Cloud computing offers efficiency and the ability for deep, predictive learning. Both could play a substantial role in helping reduce administration and increase the personalization of healthcare. But, what inherent characteristics of cloud computing must we overcome before we can get there?
Efficiency in the Cloud
When analyzing characteristics of cloud computing, efficiency is oft-mentioned. The “cloud” is the only economically practical place for the intermittent yet intensive workloads to be performed. The good news is that the “Big Data” tools that have emerged over the last decade to support such computing tasks. For example, ADAM, an open-source genomics analysis platform based on Apache Spark, is available from multiple public cloud providers.
This support includes not only hosting the tools themselves but providing auto-scaling computational nodes that start up as needed to support the tasks you give them and shut down when idle, effectively guaranteeing that the compute you need does not cost any more than it needs to at current commodity rates.
With Amazon Web Services (AWS), you can even use the spot market to reduce those costs further by only using spare compute power available on the spot market. At last year’s AWS re:Invent conference, a couple of different organizations explored dramatic cost reductions that could be gained using AWS for genomic processing compared to dedicated in-house data centers. Reductions can also be gained in calendar time due to the ability to flex up to a larger machine count or flex down without machines sitting idle during periods of transition.
Privacy in the Cloud
Privacy can be among the tougher characteristics of cloud computing to reconcile from a technical point of view, but we are not without a few options to consider.
What Approach to Data Privacy Is Most Secure?
De-Identification. Let’s start by dismissing the idea that we can use de-identification as a solution to the challenge of privacy in healthcare cloud data. Typically, this is the approach taken: Reduce the amount of information shared to make sure data could apply to any individual in a large enough group. Unfortunately, there is no more unique and specific way to describe person than their full genome. The only real exception to this is the case of identical twins, and even then you are down to one of two people the data could belong to.
Encryption. Encrypting the information does not help, because any system that wants to process the data has to decrypt it first. For that to happen, the system must have the key to do so. Decrypting data to process it means it is also vulnerable to being copied, stored or shared by whatever system was able to decrypt it. That kind of transitive trust at a large scale is unprecedented.
Bitcoin. We can imagine a couple of possible ways that technology can help. First, new technologies like blockchains (used by Bitcoin to enable financial transactions) may be able to secure information in a way that uses for shared information can be traced. While this does not by itself guarantee the security of the information, it would, in principle, allow you to trace what happened to your information up to the point it was leaked and therefore who leaked it. This could be key to giving organizations the accountability needed to build consumer confidence.

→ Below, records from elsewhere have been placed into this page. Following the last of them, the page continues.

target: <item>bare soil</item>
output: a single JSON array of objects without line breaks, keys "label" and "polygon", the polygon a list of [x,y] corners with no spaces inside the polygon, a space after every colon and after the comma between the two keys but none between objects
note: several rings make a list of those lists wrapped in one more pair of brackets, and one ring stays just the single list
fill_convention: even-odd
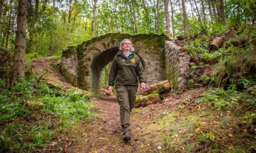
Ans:
[{"label": "bare soil", "polygon": [[[44,76],[45,79],[54,81],[61,86],[71,86],[61,76],[58,68],[52,66],[53,60],[40,60],[33,64],[38,72],[38,70],[45,67],[51,70],[51,73]],[[81,121],[55,138],[59,140],[58,145],[41,151],[65,153],[232,152],[240,148],[242,150],[247,148],[247,145],[255,146],[255,137],[247,139],[241,136],[243,129],[235,124],[239,121],[231,115],[232,110],[216,111],[215,107],[210,107],[207,104],[194,103],[205,91],[203,88],[188,90],[182,95],[167,97],[162,103],[133,109],[130,116],[132,140],[128,141],[123,140],[120,107],[116,97],[92,97],[90,101],[95,103],[95,107],[92,111],[98,114],[98,117]],[[182,109],[184,107],[185,108]],[[228,123],[224,125],[221,124],[223,119]],[[205,144],[199,142],[199,136],[206,133],[216,137],[214,143],[209,140]],[[62,146],[62,150],[58,148],[59,146]]]}]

Distributed Computing. The more practical solution that delivers true privacy is a distributed computing model able to process, yet not disclose, the data. The data in our example would live in a single system used by a trusted individual where processing algorithms could be run on that data to answer questions. This is tricky to execute because any processing code that will operate on the data must itself be proven secure. Thus, there will be significant performance impacts in coordinating distributed computing this way. At least it is possible to provide a solution that can protect each contributor’s data but allow their data to be included in larger cohorts for processing.

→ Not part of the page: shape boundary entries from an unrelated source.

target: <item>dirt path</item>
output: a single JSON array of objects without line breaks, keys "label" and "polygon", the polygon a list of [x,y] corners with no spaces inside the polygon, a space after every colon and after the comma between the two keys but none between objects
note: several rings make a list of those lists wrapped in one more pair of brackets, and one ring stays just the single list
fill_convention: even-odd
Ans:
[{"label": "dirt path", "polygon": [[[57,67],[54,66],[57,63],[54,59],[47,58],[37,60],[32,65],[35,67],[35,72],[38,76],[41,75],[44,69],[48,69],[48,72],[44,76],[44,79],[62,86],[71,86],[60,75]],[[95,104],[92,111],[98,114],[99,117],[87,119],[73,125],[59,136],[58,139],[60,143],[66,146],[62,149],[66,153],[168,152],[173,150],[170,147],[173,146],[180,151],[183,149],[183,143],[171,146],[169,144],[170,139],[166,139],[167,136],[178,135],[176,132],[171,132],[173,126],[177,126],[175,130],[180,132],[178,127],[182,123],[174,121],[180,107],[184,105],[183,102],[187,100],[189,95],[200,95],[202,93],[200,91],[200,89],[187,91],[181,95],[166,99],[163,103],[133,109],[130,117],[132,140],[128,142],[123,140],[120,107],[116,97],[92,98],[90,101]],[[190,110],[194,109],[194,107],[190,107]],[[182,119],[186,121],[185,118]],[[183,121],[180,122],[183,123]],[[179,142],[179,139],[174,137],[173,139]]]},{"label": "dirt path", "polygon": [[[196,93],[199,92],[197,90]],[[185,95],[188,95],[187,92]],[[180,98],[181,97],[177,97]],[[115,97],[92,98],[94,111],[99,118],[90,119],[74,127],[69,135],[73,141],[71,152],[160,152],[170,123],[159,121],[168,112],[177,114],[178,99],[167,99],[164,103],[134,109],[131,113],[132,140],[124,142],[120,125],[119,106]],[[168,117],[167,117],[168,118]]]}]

Alternately, we could hope that cultural norms change so the sensitivity around disclosing this kind of information evolves — though, we can’t count on that happening as fast as needed to eliminate the problem.

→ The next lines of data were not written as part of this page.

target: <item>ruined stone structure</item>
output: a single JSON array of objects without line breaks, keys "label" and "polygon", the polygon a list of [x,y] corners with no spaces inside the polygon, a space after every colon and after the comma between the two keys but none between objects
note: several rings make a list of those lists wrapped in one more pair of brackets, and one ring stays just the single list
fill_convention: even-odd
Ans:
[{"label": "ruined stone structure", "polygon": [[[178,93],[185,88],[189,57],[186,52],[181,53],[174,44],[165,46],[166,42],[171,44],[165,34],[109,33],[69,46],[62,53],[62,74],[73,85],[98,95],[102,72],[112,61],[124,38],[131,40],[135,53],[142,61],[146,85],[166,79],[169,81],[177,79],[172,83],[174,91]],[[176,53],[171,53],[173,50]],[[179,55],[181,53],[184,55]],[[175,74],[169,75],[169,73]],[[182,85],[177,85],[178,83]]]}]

Knowledge Management in the Cloud
Since we all use the Internet, we know that there is already more information available to us than we can ever possibly consume. Tools like search engines have made it more possible to get relevant information faster on demand and to create learning systems that get better over time at showing us relevant search results.
Deep Learning in Healthcare
A recent joint announcement by IBM and Illumina suggests at least one creative approach that could go well beyond making it possible to simply locate information relevant to a patient’s condition. What if your sequencing system or lab could not only provide you the raw genomic data but combine that with knowledge of the patient’s clinical history and genomic information go beyond the location of all recent or relevant publications that might apply? What if it could also summarize it for you in a report that is available within minutes?
Watson for Genomics
The Watson for Genomics software adds data from 10,000 scientific articles and 100 new clinical trials every month to improve the odds that an oncologist can have at their fingertips the most precise and current information possible related to observed genomic alterations related to the patient’s tumor. While there will never be a substitute for a skilled human mind in making a diagnostic decision, we can at least make sure physicians have the help they need to stay on top of the ever-increasing rate of precise knowledge required to make informed decisions.
Loose ends remain before the use of cloud systems and AI in healthcare can be more fully implemented. How many of the advertised capabilities are as fully-baked as they appear? How safe are public clouds? How has our ability to process and store data improved? As the healthcare and tech worlds continue to co-mingle, the opportunities to shave costs and increase precision will only grow.